Velid bin Muğire, Hişam bin Muğire ve Utbe bin Rebia gibi Kureyşin ileri gelenlerinin bulunduğu bir toplantıda bir çocuğun doğduğunu haber veren bir Yahudi ileri geleni, hazır bulunanlara, bu gece bir çocuklarının olup olmadığını sordu. Bilmiyoruz cevabını alınca; “Vallahi sizin bu kabahatinizden iğrendim. Bakın ey Kureyş topluluğu, size söylüyorum. İyi dinleyin. Bu gece, bu ümmetin en son peygamberi Ahmed doğdu. Eğer yanlışım varsa, Filistin’in kutsiyetini inkâr etmiş olayım. Evet, onun iki küreği arasında kırmızımtırak, üzerinde tüyler bulunan bir ben var!” (http://www.yeniasya.com.tr/ 2005/04/20/lahika/default.htm) mealinde izahatta bulundu. O gece Peygamber Efendimizin (asm) doğduğu gece idi. Hazır bulunanlar, hayretler içinde kalıp dağıldıktan sonra, evlerine gidip sordular. O gece Abdullah’ın bir oğlunun olduğunu ve adının da “Muhammed” konduğunu öğrendiler. Kırk yıl önceden Yüce Peygamberin geliş müjdesini öğrenen Velid, buna rağmen iman etmeyecektir.
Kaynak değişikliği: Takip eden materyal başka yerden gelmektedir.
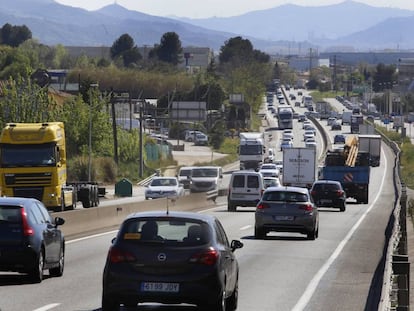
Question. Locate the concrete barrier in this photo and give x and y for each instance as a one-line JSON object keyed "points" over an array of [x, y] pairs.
{"points": [[79, 222]]}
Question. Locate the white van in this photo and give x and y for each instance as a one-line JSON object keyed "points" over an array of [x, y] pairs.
{"points": [[206, 178], [245, 189]]}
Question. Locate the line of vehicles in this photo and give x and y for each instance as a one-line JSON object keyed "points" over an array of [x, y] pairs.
{"points": [[154, 252]]}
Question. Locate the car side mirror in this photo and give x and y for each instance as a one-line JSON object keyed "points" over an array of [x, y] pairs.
{"points": [[59, 221], [235, 244]]}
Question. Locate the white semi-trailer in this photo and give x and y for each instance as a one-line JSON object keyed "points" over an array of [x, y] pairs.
{"points": [[299, 167], [252, 150], [372, 145]]}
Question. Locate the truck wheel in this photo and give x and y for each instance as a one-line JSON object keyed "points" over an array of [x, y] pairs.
{"points": [[86, 203]]}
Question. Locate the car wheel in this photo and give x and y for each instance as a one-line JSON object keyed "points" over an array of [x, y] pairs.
{"points": [[37, 272], [109, 304], [231, 302], [218, 305], [313, 234], [58, 271], [259, 233]]}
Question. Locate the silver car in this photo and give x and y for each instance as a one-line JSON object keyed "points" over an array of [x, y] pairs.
{"points": [[286, 209]]}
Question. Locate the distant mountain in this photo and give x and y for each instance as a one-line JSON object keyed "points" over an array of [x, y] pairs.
{"points": [[284, 29], [394, 33], [299, 23]]}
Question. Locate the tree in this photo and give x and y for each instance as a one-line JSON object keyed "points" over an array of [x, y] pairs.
{"points": [[25, 101], [169, 50], [384, 77], [240, 51], [124, 48], [121, 45]]}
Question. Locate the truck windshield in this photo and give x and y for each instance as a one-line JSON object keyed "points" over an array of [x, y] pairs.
{"points": [[27, 155], [250, 149], [205, 172], [285, 115]]}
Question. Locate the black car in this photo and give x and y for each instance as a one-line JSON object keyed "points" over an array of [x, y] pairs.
{"points": [[30, 241], [171, 258], [328, 193], [339, 139]]}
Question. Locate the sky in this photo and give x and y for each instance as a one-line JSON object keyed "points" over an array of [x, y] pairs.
{"points": [[218, 8]]}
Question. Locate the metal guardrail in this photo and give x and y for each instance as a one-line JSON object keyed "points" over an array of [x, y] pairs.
{"points": [[146, 181]]}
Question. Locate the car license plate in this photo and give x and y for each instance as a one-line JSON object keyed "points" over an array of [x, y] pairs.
{"points": [[325, 201], [160, 287], [283, 217]]}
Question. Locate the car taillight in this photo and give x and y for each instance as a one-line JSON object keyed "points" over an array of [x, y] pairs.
{"points": [[116, 255], [27, 229], [208, 257], [339, 193], [262, 205], [306, 207]]}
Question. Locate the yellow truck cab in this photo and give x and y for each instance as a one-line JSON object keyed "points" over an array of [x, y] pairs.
{"points": [[33, 164]]}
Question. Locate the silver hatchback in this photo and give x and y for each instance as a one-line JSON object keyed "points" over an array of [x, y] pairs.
{"points": [[286, 209]]}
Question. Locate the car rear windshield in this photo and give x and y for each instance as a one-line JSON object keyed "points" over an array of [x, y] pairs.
{"points": [[174, 231], [285, 196], [185, 172]]}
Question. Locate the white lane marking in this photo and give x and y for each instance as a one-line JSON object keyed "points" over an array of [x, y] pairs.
{"points": [[246, 227], [311, 288], [48, 307]]}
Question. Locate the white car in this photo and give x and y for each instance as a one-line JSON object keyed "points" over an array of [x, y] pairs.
{"points": [[279, 165], [162, 187], [308, 134], [287, 134], [201, 139], [269, 170], [271, 182], [310, 143]]}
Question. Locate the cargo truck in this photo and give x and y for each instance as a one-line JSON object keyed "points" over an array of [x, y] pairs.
{"points": [[299, 167], [252, 150], [351, 168], [33, 164], [371, 144]]}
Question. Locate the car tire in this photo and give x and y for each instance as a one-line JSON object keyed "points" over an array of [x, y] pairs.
{"points": [[259, 233], [312, 235], [37, 273], [109, 304], [218, 305], [58, 271], [232, 301]]}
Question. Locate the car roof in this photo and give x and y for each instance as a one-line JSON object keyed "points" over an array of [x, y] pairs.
{"points": [[172, 214], [16, 200], [326, 182], [288, 188]]}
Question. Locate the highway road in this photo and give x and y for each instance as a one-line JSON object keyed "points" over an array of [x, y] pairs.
{"points": [[337, 271]]}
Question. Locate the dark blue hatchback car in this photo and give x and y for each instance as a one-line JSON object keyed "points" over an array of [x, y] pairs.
{"points": [[30, 241]]}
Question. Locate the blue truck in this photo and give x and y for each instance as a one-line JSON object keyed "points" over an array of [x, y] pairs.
{"points": [[354, 179]]}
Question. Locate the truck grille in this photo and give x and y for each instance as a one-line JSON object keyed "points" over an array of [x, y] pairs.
{"points": [[28, 179]]}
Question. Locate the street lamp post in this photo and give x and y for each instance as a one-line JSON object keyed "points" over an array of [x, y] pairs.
{"points": [[92, 85]]}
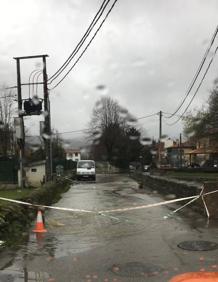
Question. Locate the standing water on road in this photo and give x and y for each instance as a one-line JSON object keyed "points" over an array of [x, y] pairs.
{"points": [[135, 245]]}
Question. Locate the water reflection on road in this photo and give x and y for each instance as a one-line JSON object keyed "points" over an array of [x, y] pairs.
{"points": [[137, 245]]}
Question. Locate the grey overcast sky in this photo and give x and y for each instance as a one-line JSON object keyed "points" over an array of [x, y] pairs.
{"points": [[146, 55]]}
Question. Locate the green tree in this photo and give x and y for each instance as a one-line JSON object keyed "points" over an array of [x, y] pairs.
{"points": [[204, 122]]}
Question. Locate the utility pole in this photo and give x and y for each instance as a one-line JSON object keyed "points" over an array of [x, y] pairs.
{"points": [[47, 128], [21, 141], [180, 149], [160, 136], [47, 116]]}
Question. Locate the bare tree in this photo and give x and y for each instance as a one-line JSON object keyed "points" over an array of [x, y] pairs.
{"points": [[109, 125]]}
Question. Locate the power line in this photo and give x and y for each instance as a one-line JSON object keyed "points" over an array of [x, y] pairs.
{"points": [[147, 116], [83, 39], [197, 73], [165, 113], [106, 16], [196, 91]]}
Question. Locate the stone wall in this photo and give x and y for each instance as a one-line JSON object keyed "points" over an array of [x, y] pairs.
{"points": [[182, 189]]}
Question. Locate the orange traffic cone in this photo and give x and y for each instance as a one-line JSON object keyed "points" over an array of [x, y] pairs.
{"points": [[39, 223]]}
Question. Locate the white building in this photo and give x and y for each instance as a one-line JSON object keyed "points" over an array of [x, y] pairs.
{"points": [[73, 154]]}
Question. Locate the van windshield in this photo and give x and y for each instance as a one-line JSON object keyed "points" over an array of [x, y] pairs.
{"points": [[86, 164]]}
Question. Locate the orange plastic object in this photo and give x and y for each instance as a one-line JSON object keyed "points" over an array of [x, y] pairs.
{"points": [[39, 224], [196, 277]]}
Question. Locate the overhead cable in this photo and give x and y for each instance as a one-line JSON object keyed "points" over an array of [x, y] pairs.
{"points": [[196, 91], [83, 39], [106, 16], [197, 73]]}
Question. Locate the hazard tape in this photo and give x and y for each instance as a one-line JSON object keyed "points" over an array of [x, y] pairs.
{"points": [[191, 198]]}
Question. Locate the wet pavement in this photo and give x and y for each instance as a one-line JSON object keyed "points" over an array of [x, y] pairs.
{"points": [[139, 245]]}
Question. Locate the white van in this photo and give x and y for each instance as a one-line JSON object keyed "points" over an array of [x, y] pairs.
{"points": [[85, 169]]}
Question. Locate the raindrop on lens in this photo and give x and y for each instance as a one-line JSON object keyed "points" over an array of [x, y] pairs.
{"points": [[35, 100], [132, 137], [45, 113], [46, 136]]}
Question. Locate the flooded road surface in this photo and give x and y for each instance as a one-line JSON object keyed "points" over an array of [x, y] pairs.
{"points": [[139, 245]]}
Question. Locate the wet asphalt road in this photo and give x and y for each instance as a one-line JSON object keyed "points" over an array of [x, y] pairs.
{"points": [[138, 245]]}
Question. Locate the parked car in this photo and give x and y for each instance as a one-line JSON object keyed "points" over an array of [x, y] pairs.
{"points": [[85, 170]]}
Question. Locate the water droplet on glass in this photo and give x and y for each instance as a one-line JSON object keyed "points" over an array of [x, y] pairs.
{"points": [[46, 136], [45, 113], [131, 137], [35, 100], [145, 141]]}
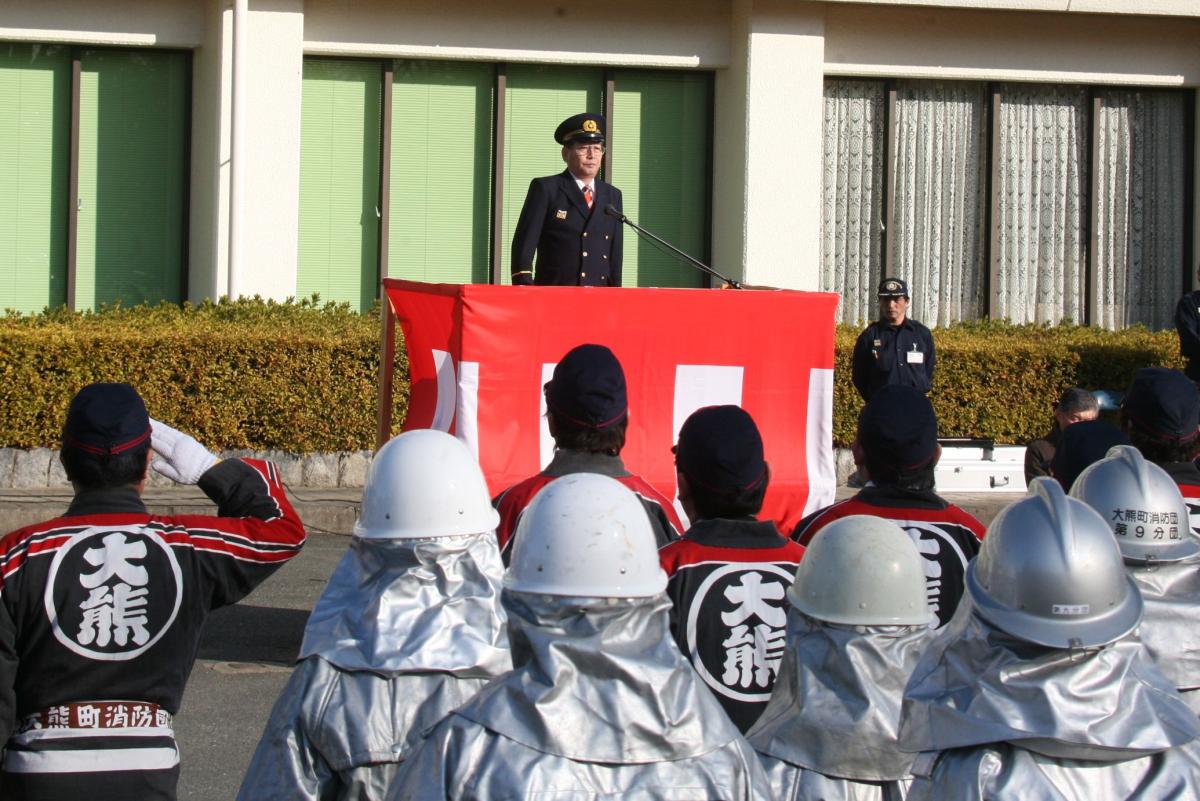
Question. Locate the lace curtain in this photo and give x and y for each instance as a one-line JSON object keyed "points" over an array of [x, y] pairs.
{"points": [[937, 218], [1139, 222], [1042, 204], [852, 196]]}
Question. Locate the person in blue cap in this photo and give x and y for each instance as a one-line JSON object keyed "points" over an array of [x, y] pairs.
{"points": [[895, 349], [897, 451], [563, 218], [587, 411], [101, 608]]}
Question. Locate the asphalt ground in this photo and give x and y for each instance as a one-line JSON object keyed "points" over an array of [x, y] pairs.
{"points": [[247, 650]]}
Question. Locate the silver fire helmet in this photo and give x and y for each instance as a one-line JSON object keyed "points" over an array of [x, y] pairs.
{"points": [[862, 571], [1141, 504], [586, 535], [1049, 572], [424, 483]]}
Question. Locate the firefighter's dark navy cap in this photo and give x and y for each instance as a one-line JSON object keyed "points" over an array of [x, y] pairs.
{"points": [[581, 127], [1080, 445], [106, 419], [720, 450], [588, 387], [1163, 403], [893, 288], [898, 427]]}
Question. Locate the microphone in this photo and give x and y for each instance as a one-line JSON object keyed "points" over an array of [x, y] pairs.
{"points": [[613, 211]]}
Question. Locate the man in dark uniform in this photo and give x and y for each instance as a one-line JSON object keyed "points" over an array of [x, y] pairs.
{"points": [[101, 609], [563, 216], [1161, 415], [895, 349], [587, 411], [897, 451], [729, 576], [1187, 323], [1075, 405]]}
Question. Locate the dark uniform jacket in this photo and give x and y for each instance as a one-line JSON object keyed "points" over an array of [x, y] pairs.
{"points": [[514, 500], [576, 246], [1039, 455], [727, 582], [886, 354], [1187, 323], [129, 592], [947, 536]]}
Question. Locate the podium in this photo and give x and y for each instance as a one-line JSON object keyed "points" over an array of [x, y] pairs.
{"points": [[479, 356]]}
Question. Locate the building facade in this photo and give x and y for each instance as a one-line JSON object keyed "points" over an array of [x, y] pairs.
{"points": [[1031, 160]]}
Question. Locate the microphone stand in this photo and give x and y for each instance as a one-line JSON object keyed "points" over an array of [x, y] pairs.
{"points": [[612, 211]]}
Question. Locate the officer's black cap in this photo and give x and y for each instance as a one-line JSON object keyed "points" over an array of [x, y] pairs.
{"points": [[588, 387], [720, 450], [106, 419], [581, 127], [893, 288], [898, 428], [1080, 445], [1164, 404]]}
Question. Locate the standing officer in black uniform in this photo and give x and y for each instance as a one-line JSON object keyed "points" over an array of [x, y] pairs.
{"points": [[1187, 323], [895, 349], [563, 216]]}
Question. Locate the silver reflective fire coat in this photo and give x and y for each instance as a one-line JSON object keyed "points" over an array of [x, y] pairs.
{"points": [[1170, 626], [832, 727], [1019, 721], [601, 705], [407, 631]]}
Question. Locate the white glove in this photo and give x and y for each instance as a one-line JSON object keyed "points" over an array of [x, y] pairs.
{"points": [[183, 459]]}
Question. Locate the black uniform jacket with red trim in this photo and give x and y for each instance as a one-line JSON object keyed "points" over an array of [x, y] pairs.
{"points": [[514, 500], [947, 536], [107, 601], [1187, 479], [727, 580], [576, 246]]}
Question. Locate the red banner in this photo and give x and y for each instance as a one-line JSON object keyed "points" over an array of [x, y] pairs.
{"points": [[480, 354]]}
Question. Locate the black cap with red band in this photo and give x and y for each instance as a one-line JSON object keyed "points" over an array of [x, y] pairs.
{"points": [[720, 450], [588, 387], [106, 419]]}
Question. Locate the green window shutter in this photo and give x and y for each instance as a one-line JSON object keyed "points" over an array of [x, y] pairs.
{"points": [[660, 164], [35, 157], [439, 218], [538, 98], [340, 122], [132, 176]]}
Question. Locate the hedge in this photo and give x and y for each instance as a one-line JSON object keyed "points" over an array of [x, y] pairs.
{"points": [[298, 377], [301, 377], [1001, 381]]}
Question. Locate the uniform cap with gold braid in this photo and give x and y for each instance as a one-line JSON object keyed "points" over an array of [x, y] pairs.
{"points": [[893, 288], [581, 127]]}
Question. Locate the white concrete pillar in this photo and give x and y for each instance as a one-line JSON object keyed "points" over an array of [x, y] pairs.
{"points": [[271, 138], [208, 267], [767, 172]]}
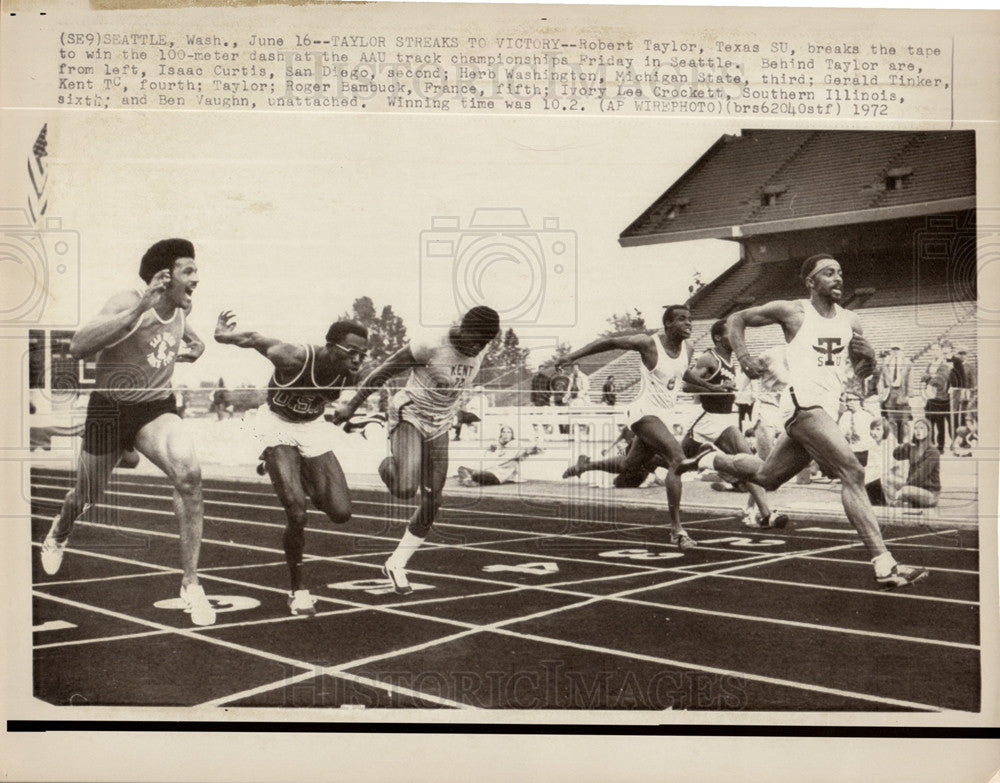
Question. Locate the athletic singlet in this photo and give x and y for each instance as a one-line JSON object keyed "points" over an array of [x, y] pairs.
{"points": [[139, 366], [661, 384], [434, 389], [724, 373], [303, 398], [818, 359]]}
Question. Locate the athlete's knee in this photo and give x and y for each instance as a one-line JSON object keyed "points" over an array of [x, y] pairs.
{"points": [[187, 477], [338, 511], [850, 472]]}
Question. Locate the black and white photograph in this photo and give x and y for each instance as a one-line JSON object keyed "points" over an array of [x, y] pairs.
{"points": [[540, 364]]}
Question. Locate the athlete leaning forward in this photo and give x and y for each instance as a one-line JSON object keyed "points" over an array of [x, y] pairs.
{"points": [[821, 337], [421, 414], [664, 367], [137, 338], [297, 451]]}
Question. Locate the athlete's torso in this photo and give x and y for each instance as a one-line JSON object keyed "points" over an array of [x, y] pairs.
{"points": [[138, 367], [303, 398], [818, 358], [725, 374], [434, 389], [661, 384]]}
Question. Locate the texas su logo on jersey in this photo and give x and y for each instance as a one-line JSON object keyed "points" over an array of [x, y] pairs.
{"points": [[164, 351], [829, 350]]}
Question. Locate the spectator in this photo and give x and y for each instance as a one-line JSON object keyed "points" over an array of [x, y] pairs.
{"points": [[471, 410], [608, 395], [856, 425], [894, 382], [923, 479], [936, 382], [500, 463], [956, 382], [884, 475], [579, 386], [221, 403]]}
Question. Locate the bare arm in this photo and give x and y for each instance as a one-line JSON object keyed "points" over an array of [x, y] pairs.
{"points": [[118, 317], [193, 346], [284, 356], [642, 343], [694, 377], [788, 314], [401, 361]]}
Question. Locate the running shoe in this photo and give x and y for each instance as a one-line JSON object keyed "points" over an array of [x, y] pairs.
{"points": [[52, 552], [577, 467], [397, 575], [900, 576], [301, 602], [774, 520], [683, 540], [196, 604], [691, 463]]}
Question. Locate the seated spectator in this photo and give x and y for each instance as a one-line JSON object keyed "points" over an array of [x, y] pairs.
{"points": [[856, 424], [884, 474], [923, 479], [937, 385], [608, 393], [500, 463]]}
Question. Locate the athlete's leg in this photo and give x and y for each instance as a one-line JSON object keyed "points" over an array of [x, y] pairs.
{"points": [[732, 441], [656, 437], [915, 497], [327, 486], [401, 470], [786, 459], [284, 466], [92, 474], [822, 438], [433, 473], [166, 443]]}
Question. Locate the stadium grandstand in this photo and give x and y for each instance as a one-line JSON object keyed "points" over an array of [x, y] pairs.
{"points": [[897, 209]]}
Velid bin Muğire, insanları İslâma dâvet eden Peygamber Efendimizin karşısında yer aldı. Yüce Peygamberi fikrinden vazgeçirmek için, Ebu Talib’e müracaat eden heyetin içinde bulundu. Diğer taraftan oğlunu, Habeşistan’a hicret eden Müslümanları Necaşi’den istemek için elçi olarak gönderdi. Giriştiği teşebbüslerden netice alamadıkça, tutumu sertleşti. Aynı zamanda müşriklerin akıl hocası durumunda olduğundan, gelip kendisine danışmakta, ne yapacaklarını ve ne söyleyeceklerini kendisine sormakta idiler. Söyleyecek hiçbir şey bulamayınca sihri uydurdu. Peygamber Efendimize çeşitli hakaretlerde bulundu ve büyücülükle itham etti. Bundan sonra, müşrikler Peygamber Efendimize büyücü demeye başladılar. Yüce Resûl bundan çok rahatsız oldu. Bunun üzerine Müddesir Sûresi nazil oldu. Elli altı âyetten müteşekkil sûrenin, 11’den 26. âyete kadar olan kısmın, Velid hakkında nazil olduğu nakledilmektedir:

“Tek başına yarattığım o kimseyi Bana bırak. Ona bol bol servet verdim. Gözü önünde duran oğullar verdim. Daha pek çok nimetleri önüne serdim. Sonra o daha da arttırmamı istiyor. Asla! Çünkü o, âyetlerimize karşı direnip durdu. Ben de onu pek zorlu bir azaba süreceğim. Düşündü, taşındı, ölçtü, biçti. Kahrolası, nasıl da ölçüp biçti! Sonra baktı. Sonra kaşını çattı, suratını astı. Sonra sırt çevirip kibirlendi. ‘Bu olsa olsa eskiden kalma bir sihirdir’ dedi. Ben onu Sakara (Cehennem) sokacağım.” (Müddesir; 11-26).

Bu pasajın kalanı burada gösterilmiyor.